The colophon may be added on the basis of its condition and the size and thickness of the pen. It reads: 'The humble 'Imad al-Hasani, may [God] forgive his sins, wrote it'.
The seal impressions are 19th Century, but apparently neither royal or of a titled official.
Mir 'Imad al-Hasani al-Husayni is amongst the most famous of the nasta'liq calligraphers of the Safavid period. He was born around the year AH 961/1553-54 AD in Qazwin, the capital of Safavid Persia.

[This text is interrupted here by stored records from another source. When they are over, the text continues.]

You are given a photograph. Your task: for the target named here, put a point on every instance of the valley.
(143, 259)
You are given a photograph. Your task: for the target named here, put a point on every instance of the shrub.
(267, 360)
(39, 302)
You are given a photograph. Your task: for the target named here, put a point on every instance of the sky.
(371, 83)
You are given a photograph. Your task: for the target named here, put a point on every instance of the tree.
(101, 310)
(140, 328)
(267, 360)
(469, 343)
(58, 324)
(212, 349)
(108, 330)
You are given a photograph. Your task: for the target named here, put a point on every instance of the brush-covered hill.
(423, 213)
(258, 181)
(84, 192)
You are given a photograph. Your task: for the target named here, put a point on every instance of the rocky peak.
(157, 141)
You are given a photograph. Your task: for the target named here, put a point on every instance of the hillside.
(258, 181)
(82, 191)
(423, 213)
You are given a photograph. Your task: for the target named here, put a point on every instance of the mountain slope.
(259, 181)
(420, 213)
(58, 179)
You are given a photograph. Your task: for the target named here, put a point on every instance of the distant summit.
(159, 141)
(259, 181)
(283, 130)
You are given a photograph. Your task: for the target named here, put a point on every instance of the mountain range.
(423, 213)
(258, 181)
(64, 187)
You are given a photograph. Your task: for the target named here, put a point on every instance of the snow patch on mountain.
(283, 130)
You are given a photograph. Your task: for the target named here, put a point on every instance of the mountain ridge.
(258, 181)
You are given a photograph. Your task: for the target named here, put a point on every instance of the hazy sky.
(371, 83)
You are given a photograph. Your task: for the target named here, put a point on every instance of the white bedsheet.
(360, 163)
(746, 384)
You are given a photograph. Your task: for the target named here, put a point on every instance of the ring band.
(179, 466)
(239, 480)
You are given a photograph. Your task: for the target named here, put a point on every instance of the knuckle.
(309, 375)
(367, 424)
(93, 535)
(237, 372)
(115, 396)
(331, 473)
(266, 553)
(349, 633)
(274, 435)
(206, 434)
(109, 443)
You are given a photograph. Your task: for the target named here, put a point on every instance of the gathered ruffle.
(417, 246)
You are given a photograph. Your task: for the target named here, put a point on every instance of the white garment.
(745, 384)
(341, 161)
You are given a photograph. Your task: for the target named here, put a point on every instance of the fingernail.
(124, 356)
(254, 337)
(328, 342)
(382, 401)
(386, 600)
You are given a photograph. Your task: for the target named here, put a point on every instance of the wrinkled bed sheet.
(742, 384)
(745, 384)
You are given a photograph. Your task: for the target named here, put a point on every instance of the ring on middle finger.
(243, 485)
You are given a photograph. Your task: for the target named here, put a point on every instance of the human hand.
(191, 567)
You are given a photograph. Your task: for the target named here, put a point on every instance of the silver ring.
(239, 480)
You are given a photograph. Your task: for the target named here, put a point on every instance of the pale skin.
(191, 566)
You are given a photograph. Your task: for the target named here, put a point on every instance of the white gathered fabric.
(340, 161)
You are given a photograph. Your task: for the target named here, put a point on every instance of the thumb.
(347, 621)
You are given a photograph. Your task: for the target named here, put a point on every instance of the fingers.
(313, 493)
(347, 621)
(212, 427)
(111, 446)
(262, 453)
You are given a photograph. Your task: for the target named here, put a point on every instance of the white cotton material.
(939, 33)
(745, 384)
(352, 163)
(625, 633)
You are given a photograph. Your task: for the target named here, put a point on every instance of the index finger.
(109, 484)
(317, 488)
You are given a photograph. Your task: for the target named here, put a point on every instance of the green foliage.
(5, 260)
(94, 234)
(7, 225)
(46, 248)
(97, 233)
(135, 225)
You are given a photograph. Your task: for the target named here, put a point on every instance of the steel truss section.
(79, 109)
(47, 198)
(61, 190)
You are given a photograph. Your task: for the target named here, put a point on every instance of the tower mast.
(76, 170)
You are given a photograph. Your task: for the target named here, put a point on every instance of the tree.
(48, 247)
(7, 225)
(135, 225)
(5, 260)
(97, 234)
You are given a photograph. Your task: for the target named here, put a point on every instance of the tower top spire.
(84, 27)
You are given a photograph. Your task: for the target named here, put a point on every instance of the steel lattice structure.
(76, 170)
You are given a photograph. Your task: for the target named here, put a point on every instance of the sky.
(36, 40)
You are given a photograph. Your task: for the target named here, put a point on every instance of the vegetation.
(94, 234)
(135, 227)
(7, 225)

He later moved to Tabriz where he was apprenticed to the master Muhammad Husayn Tabrizi, moving back to the capital on completion of his studies in AH 981/1573-74 AD. Later in life he set out for the Hajj and remained in the region for several years, working in Aleppo before returning to Iran in AH 1005/1596-97 AD. His great rival as court calligrapher, 'Ali Reza-i Abbassi, gradually replaced him in the Shah's favour and, in the increasingly extreme Shi'ite environment of the court of Shah 'Abbas, he was accused of Sufism and Sunnism. He was murdered in AH 1024/1615 AD by an agent of the Shah.
His recorded works are dated between AH 972/1564-65 AD and AH 1024/1615-16 AD (Mehdi Bayani, Ahval wa Asar-e Khosh-Nevisan, Vol. II, Tehran, 1346 sh., pp.518-38).